Halliburton states in an SEC filing "Since [Cheney's] nomination as vice president, Halliburton has been and continues to be the focus of allegations, some of which appear to be made for political reasons by political adversaries of the vice president and the current Bush administration.
We expect that this focus and these allegations will continue and possibly intensify as the 2004 elections draw nearer."
U.S. Treasury department's Office of Foreign Assets Control begins investigation into allegations that Halliburton may have violated the U.S. embargo against Iran through a subsidiary based in Dubai.
FEBRUARY 3: Halliburton is accused of overcharging the U.S. military $36 million for meals at a U.S. base in Kuwait.

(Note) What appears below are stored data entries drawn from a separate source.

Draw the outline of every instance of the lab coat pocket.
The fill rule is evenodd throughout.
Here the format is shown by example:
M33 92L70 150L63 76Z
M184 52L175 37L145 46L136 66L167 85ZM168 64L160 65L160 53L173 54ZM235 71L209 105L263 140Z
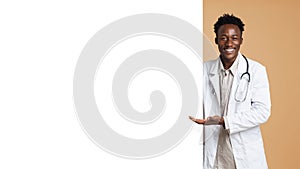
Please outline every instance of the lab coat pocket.
M235 91L235 100L237 102L244 102L247 98L249 89L249 81L247 79L241 79Z
M262 138L259 127L248 129L240 134L244 144L251 144Z

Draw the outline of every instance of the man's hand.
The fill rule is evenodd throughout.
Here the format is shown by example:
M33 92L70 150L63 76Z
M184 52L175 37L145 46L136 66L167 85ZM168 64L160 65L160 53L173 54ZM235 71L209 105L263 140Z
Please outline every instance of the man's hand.
M189 118L197 123L197 124L204 124L204 125L223 125L224 126L224 119L220 116L210 116L206 119L196 119L192 116L189 116Z

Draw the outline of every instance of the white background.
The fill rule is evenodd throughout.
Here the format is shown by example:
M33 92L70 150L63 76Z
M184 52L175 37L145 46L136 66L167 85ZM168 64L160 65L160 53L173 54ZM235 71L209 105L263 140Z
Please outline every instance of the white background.
M1 1L0 168L202 168L201 130L147 160L115 157L83 132L73 74L86 42L138 13L163 13L202 30L201 0Z

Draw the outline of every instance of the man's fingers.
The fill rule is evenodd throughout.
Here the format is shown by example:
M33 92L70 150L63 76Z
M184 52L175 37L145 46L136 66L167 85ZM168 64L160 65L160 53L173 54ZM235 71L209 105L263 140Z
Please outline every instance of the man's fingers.
M195 118L194 118L194 117L192 117L192 116L189 116L189 118L190 118L191 120L193 120L193 121L195 120Z
M194 118L194 117L192 117L192 116L189 116L189 118L190 118L193 122L198 123L198 124L204 124L204 123L205 123L205 120L204 120L204 119L196 119L196 118Z
M196 123L198 123L198 124L204 124L205 120L203 120L203 119L196 119Z

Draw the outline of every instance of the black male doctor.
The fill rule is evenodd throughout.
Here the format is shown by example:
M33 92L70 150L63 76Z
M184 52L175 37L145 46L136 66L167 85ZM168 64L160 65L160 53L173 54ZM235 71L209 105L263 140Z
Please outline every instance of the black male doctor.
M204 64L204 169L267 169L260 125L270 116L264 66L243 56L244 23L224 14L214 25L220 56Z

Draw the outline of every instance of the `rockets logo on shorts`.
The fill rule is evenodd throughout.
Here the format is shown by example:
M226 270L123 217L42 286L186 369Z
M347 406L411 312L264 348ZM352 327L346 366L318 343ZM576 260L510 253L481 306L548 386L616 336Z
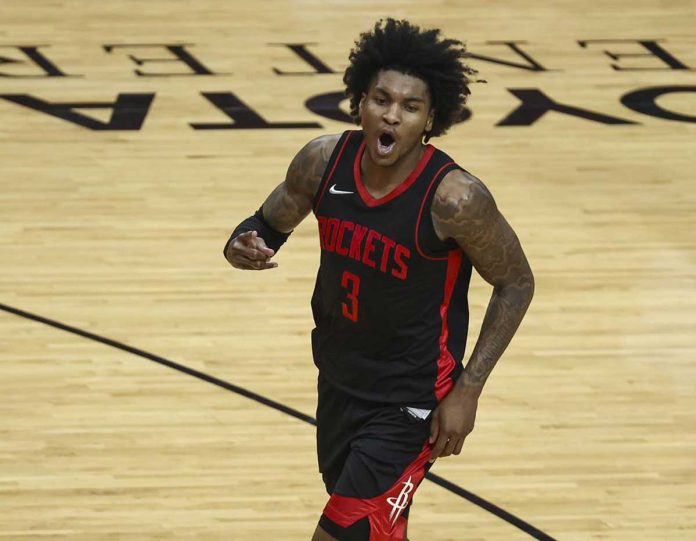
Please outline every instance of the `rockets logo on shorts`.
M406 509L408 505L408 497L413 492L413 483L411 482L412 476L409 476L408 480L404 481L402 485L404 488L401 489L399 495L395 498L387 498L387 502L392 506L391 513L389 513L389 522L393 526L396 524L396 519L399 518L401 512Z

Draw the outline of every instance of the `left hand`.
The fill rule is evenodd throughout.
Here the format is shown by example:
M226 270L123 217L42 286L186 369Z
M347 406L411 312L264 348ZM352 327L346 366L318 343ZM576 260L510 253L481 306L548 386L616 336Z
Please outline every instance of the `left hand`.
M438 457L462 451L464 440L474 429L480 387L467 387L461 381L455 383L450 393L435 408L430 422L430 462Z

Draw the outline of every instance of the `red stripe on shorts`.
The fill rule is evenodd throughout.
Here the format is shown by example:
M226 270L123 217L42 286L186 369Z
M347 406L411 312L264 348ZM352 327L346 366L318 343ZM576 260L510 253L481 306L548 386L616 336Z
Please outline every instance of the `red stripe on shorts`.
M324 515L343 528L368 517L370 541L403 541L406 520L401 513L413 498L413 493L425 477L425 464L430 458L431 446L423 444L418 457L384 494L369 499L351 498L332 494L324 507Z

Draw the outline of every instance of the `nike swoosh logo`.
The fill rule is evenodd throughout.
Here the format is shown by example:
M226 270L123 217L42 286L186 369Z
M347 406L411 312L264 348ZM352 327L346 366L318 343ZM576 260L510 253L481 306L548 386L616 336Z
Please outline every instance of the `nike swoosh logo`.
M343 190L337 190L336 185L334 184L333 186L331 186L331 188L329 188L329 193L332 193L334 195L347 195L353 192L344 192Z

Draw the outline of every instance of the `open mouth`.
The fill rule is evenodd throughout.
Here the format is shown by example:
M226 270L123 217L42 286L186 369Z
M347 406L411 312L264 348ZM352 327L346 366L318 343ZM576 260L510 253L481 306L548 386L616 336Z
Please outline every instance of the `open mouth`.
M394 136L389 133L383 133L377 138L377 152L382 156L386 156L394 150L394 145L396 140Z

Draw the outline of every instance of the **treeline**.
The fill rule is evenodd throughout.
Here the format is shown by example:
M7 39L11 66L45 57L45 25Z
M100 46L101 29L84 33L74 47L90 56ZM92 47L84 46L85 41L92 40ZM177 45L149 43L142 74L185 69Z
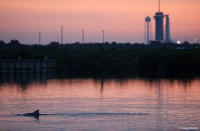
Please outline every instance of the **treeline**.
M199 76L200 45L151 42L48 45L0 41L0 59L56 59L57 74L86 77Z

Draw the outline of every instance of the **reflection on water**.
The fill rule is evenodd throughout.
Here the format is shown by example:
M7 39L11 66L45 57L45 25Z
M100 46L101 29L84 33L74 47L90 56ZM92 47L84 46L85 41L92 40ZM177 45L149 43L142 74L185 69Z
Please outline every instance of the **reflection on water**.
M36 109L43 114L38 120L16 116ZM0 85L0 130L199 130L199 109L199 79L52 79Z
M32 83L33 81L39 81L46 83L47 80L55 78L55 72L20 72L20 73L0 73L0 84L3 83L17 83L22 87Z

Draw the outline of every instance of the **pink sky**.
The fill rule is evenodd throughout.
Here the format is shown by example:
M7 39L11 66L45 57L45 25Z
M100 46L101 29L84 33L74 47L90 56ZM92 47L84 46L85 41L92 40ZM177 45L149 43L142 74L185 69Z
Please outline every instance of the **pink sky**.
M60 41L64 26L64 42L144 42L144 19L158 10L158 0L0 0L0 39L18 39L37 43ZM170 15L172 40L200 39L200 0L161 0L161 11Z

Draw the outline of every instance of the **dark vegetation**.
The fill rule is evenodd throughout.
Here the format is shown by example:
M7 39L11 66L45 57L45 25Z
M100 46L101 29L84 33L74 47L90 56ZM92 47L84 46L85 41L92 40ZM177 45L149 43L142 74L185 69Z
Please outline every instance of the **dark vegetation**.
M73 43L27 45L0 41L0 59L56 59L57 74L86 77L200 75L200 45L188 42L150 45L123 43Z

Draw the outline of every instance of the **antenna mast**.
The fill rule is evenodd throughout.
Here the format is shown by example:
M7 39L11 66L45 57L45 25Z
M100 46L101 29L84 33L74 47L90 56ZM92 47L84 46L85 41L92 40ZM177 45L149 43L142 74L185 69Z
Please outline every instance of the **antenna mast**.
M85 43L85 30L82 29L82 41L83 41L83 44Z
M60 28L60 44L63 44L63 26Z
M160 0L158 0L158 12L160 12Z
M39 45L41 44L41 31L39 31L38 43L39 43Z
M104 44L104 39L105 39L104 35L105 35L105 31L102 30L102 42L103 42L103 44Z

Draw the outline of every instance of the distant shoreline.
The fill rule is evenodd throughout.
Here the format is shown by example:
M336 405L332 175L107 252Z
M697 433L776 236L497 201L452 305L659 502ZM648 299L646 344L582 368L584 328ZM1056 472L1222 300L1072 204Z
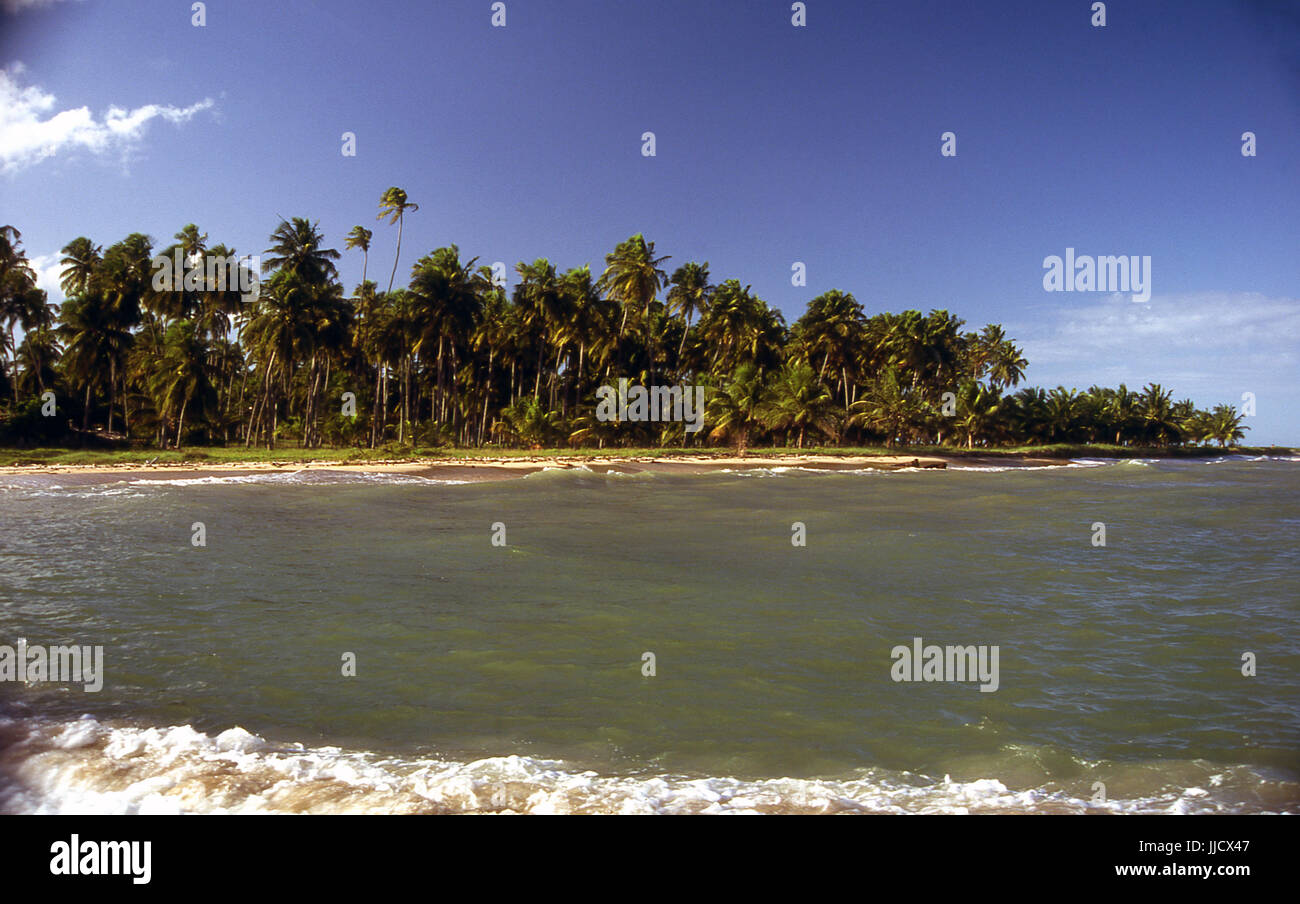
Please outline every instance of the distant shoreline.
M1297 450L1286 447L1249 448L1249 449L1204 449L1196 450L1199 454L1189 454L1189 450L1180 449L1170 454L1169 450L1125 449L1117 454L1115 449L1072 447L1069 452L1046 447L1039 451L1017 450L944 450L942 452L909 452L880 450L836 450L832 452L795 450L761 450L745 456L732 451L686 452L664 450L613 450L593 452L538 451L519 454L480 454L477 452L457 452L443 455L406 455L393 458L373 458L358 460L344 457L351 450L284 450L283 458L275 457L275 452L250 450L261 454L261 459L249 458L239 460L239 450L221 450L232 452L230 460L213 460L209 453L191 453L194 457L180 457L185 453L171 453L172 460L163 458L160 453L154 460L113 460L108 453L106 461L22 461L21 451L0 450L0 463L6 460L18 461L14 464L0 464L0 475L121 475L121 476L175 476L178 478L240 474L294 473L298 471L341 471L365 474L415 474L447 477L465 480L491 480L509 477L522 477L526 474L546 469L585 468L597 471L620 471L624 473L652 471L657 473L707 473L711 471L757 469L774 467L797 467L822 470L900 470L903 468L944 469L948 467L1043 467L1064 465L1080 458L1217 458L1223 455L1295 455ZM1164 454L1161 454L1163 451ZM312 452L328 455L334 453L336 458L296 458ZM343 454L340 454L343 453ZM374 453L370 453L374 454ZM122 457L137 457L139 453L122 453Z
M1050 463L1059 464L1059 461ZM597 471L655 471L660 473L699 474L737 468L801 467L825 470L874 468L894 471L901 468L945 468L949 462L936 456L739 456L718 457L611 457L611 456L529 456L510 458L406 458L367 462L316 461L249 461L249 462L169 462L154 464L117 463L100 465L28 464L0 467L3 475L120 475L194 477L207 475L288 474L300 471L342 471L359 474L411 474L462 480L492 480L523 477L547 469Z

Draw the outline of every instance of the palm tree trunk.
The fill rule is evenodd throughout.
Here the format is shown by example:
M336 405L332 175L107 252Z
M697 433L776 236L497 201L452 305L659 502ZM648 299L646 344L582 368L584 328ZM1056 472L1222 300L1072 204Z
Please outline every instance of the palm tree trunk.
M393 256L393 273L388 277L388 293L393 292L393 280L397 279L397 262L402 257L402 227L406 224L406 217L398 214L397 217L397 254Z
M11 349L13 349L13 353L14 353L14 357L13 357L13 361L14 361L14 379L13 379L13 387L12 387L12 388L13 388L13 391L14 391L14 405L17 405L17 404L18 404L18 346L14 344L14 324L13 324L13 321L10 321L10 322L9 322L9 347L10 347ZM31 346L29 345L28 347L30 348ZM37 369L37 372L36 372L36 373L37 373L37 377L36 377L36 378L37 378L38 381L40 381L40 380L41 380L41 377L40 377L40 370L39 370L39 368ZM41 388L44 389L45 387L42 386Z
M437 415L437 419L438 419L438 422L439 422L439 423L442 423L442 422L446 419L446 416L447 416L447 406L446 406L447 395L446 395L446 392L443 390L443 387L442 387L442 346L443 346L443 340L444 340L445 338L446 338L446 337L441 336L441 335L438 336L438 362L437 362L437 367L438 367L438 389L437 389L437 392L438 392L438 415Z
M492 397L492 359L495 355L496 349L488 351L487 381L483 385L483 414L479 418L478 426L478 442L480 446L483 445L483 437L487 433L488 400Z
M181 437L185 433L185 409L189 404L190 404L190 400L188 397L186 397L186 399L181 402L181 416L180 419L176 422L176 449L178 451L180 450L181 447Z
M375 365L375 404L370 407L370 448L375 447L379 437L379 386L383 379L384 365Z
M108 432L113 432L113 404L117 401L117 358L108 359Z

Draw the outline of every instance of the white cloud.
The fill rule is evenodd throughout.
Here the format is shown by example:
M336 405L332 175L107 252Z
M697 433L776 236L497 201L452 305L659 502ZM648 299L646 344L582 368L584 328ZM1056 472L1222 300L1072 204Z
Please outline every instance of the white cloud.
M13 173L62 151L81 148L93 154L126 151L144 134L150 120L181 123L213 105L205 98L189 107L146 104L134 110L111 106L102 119L86 107L55 110L55 97L36 85L19 84L21 64L0 70L0 172Z
M1256 292L1054 295L1031 323L1008 323L1029 359L1026 383L1086 389L1160 383L1175 399L1240 405L1259 398L1249 441L1300 439L1300 298Z
M1192 390L1300 367L1300 299L1252 292L1068 299L1017 335L1035 372L1083 386L1125 380ZM1037 382L1034 374L1031 380ZM1195 386L1189 385L1195 384Z
M59 285L59 280L63 278L63 265L59 263L62 259L63 254L58 251L28 258L32 269L36 271L37 288L44 289L49 300L55 304L63 301L63 287Z
M0 6L4 7L7 13L20 13L25 9L37 9L42 6L53 6L59 0L3 0Z

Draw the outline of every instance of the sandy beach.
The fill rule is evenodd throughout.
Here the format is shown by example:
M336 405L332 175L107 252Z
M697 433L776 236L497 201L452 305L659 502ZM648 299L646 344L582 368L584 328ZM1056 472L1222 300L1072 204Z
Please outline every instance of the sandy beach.
M191 478L208 475L237 475L261 473L292 473L296 471L342 471L370 474L420 474L432 477L444 477L457 480L505 480L522 477L547 468L587 468L593 471L655 471L661 473L700 474L709 471L757 469L757 468L814 468L825 470L857 470L874 468L885 471L902 468L935 468L949 466L961 467L963 464L988 464L994 459L983 461L974 458L947 458L941 456L917 455L781 455L781 456L671 456L621 458L601 455L572 456L528 456L475 459L393 459L389 461L368 461L361 463L342 463L337 461L255 461L255 462L157 462L141 464L136 462L105 465L61 465L29 464L0 467L0 475L67 475L67 476L114 476L114 477L176 477ZM1041 461L1018 459L1007 462L996 459L1002 464L1060 464L1059 460L1042 459Z

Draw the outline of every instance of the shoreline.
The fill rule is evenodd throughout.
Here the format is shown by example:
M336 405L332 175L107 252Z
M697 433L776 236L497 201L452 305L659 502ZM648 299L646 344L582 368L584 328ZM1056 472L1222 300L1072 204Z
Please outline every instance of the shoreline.
M1169 457L1174 459L1217 457L1219 455L1250 454L1259 450L1234 451L1231 449L1214 450L1213 455L1188 456L1152 456L1149 450L1133 450L1133 458ZM1278 452L1294 452L1286 448L1276 448ZM657 473L704 474L724 470L757 470L760 468L808 468L813 470L843 471L874 469L897 471L905 468L918 469L954 469L966 468L1022 468L1065 466L1079 459L1115 459L1123 456L1100 452L1094 455L1025 452L954 452L954 453L900 453L900 454L828 454L816 452L757 454L740 456L710 454L548 454L539 452L532 455L506 455L482 457L403 457L391 459L285 459L247 460L247 461L207 461L202 459L185 461L159 462L106 462L98 464L58 462L27 462L23 464L0 465L0 476L70 476L94 477L166 477L177 479L203 476L239 476L257 474L292 474L302 471L334 471L356 474L407 474L464 480L502 480L511 477L523 477L547 469L586 469L599 473L616 471L635 473L652 471Z
M987 461L964 459L968 463L987 464ZM620 457L608 455L537 455L508 458L402 458L367 462L341 462L328 459L308 461L248 461L248 462L157 462L141 464L122 462L115 464L24 464L0 467L0 476L52 476L86 477L110 475L123 477L174 476L178 479L211 475L240 476L244 474L292 474L301 471L341 471L355 474L408 474L436 477L454 477L470 480L505 480L523 477L546 469L576 470L586 468L601 473L619 471L635 473L703 474L711 471L758 469L773 467L813 468L828 471L874 468L897 471L903 468L944 469L960 467L962 459L937 455L780 455L780 456L644 456ZM1066 464L1061 459L1017 459L1016 464Z

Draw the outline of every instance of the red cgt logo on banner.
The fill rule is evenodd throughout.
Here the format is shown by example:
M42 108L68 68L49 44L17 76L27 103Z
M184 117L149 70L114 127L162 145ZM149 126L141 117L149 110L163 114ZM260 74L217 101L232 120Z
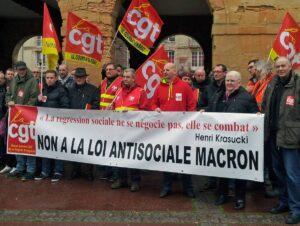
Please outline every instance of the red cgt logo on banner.
M100 67L104 43L100 29L69 12L65 59Z
M148 55L163 25L148 0L132 0L118 31L136 49Z
M137 69L136 82L139 86L144 87L147 98L151 99L155 89L163 77L163 68L168 63L168 55L161 45L159 48Z
M7 152L35 155L35 123L37 108L18 106L10 108L8 119Z

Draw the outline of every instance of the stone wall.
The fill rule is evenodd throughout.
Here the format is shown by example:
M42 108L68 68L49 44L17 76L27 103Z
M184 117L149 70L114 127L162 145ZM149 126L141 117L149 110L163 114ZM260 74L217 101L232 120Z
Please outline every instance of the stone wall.
M66 33L66 19L69 11L75 13L81 18L87 19L90 22L97 24L101 28L104 40L104 54L102 63L112 61L114 56L113 51L108 54L109 46L115 35L116 17L119 12L121 1L117 0L58 0L58 5L63 19L63 26L61 27L61 35L64 37ZM65 40L63 42L63 49ZM99 85L101 81L100 70L88 64L79 65L76 62L67 62L69 70L78 66L86 67L87 72L90 74L89 80L95 85Z
M300 22L299 0L208 0L208 2L213 14L213 65L224 63L230 69L240 71L244 84L249 78L246 71L247 62L254 58L268 58L285 12L289 11ZM106 48L102 62L113 60L111 58L115 56L113 50L107 54L107 49L115 34L120 4L120 0L58 0L63 19L62 36L66 31L67 12L73 11L101 27ZM78 66L73 62L68 64L70 69ZM100 70L87 65L82 66L87 67L91 74L91 82L99 84Z
M251 59L268 59L285 12L300 22L300 1L209 0L213 13L213 65L240 71L245 84Z

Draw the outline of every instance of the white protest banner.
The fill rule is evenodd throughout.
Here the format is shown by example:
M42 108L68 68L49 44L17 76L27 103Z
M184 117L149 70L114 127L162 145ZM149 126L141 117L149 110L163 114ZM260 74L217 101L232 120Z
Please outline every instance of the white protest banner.
M263 118L16 106L8 153L263 181Z

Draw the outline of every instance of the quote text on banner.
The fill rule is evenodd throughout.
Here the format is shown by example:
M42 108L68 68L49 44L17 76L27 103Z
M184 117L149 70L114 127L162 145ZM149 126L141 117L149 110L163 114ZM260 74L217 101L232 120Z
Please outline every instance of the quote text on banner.
M35 140L28 155L263 181L263 115L16 108L8 144L28 151L26 142ZM35 122L26 120L28 108ZM10 145L8 153L27 154Z

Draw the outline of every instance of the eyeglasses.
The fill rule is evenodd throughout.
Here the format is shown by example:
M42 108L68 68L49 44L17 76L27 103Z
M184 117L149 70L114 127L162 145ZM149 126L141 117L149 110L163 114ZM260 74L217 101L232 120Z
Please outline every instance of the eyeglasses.
M40 73L39 71L33 71L32 73Z

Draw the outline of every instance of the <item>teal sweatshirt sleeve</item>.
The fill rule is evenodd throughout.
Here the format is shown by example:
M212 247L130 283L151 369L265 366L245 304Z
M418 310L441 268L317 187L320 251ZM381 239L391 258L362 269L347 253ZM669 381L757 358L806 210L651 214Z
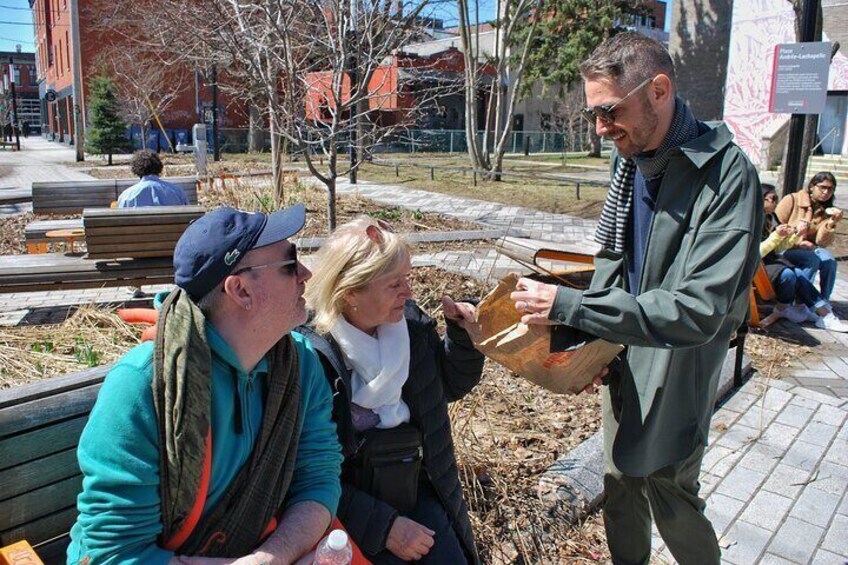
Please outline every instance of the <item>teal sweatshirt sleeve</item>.
M153 395L153 347L142 344L106 376L80 438L83 490L71 529L68 563L167 563L156 545L159 439Z
M342 454L332 419L333 395L312 345L296 332L292 337L300 363L303 428L287 505L310 500L335 516L342 492Z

FEBRUARY: Justice Department investigation into allegations that Halliburton paid $180 million in bribes to Nigerian officials to get contract to build a natural gas plant in the late 1990s, when Cheney was still CEO.
Halliburton, in its annual report, says U.S. government contracts accounted for 26 percent of its revenues in 2003. That is up from 10 percent the year before.
MARCH: The Pentagon asks the justice department to help investigate allegations that Halliburton overcharged for fuel in Iraq by more than $80 million.
MARCH 18: Scalia releases a 21 page memo refusing to recuse himself from the Cheney appeal on the Energy Task Force lawsuit. Scalia had been asked to recuse himself because of a duck-hunting trip he took with Cheney in January.
APRIL 8: Two congressmen, Henry Waxman and John Dingell, ask the General Accounting Office to investigate ties between Cheney and Halliburton and whether the company has received favourable treatment from the Administration.
JUNE: U.S. media reports that Dick Cheney had been questioned about the leak of the identity of Valerie Plame, the CIA-officer married to Joe Wilson.
JULY: A federal grand jury in Houston subpoenas documents for Halliburton as it investigates allegations that the company may have violated the US embargo against dealing with Iran.
AUGUST: Halliburton settles with the Security and Exchange Commission, agreeing to pay $7.5 million for not disclosing a change in its accounting practices that allowed it to report higher earnings in 1998 and 1999. The SEC accused Halliburton of hindering its investigation.
OCTOBER 5: Cheney meets Democratic Vice-Presidential challenger John Edwards in a televised debate.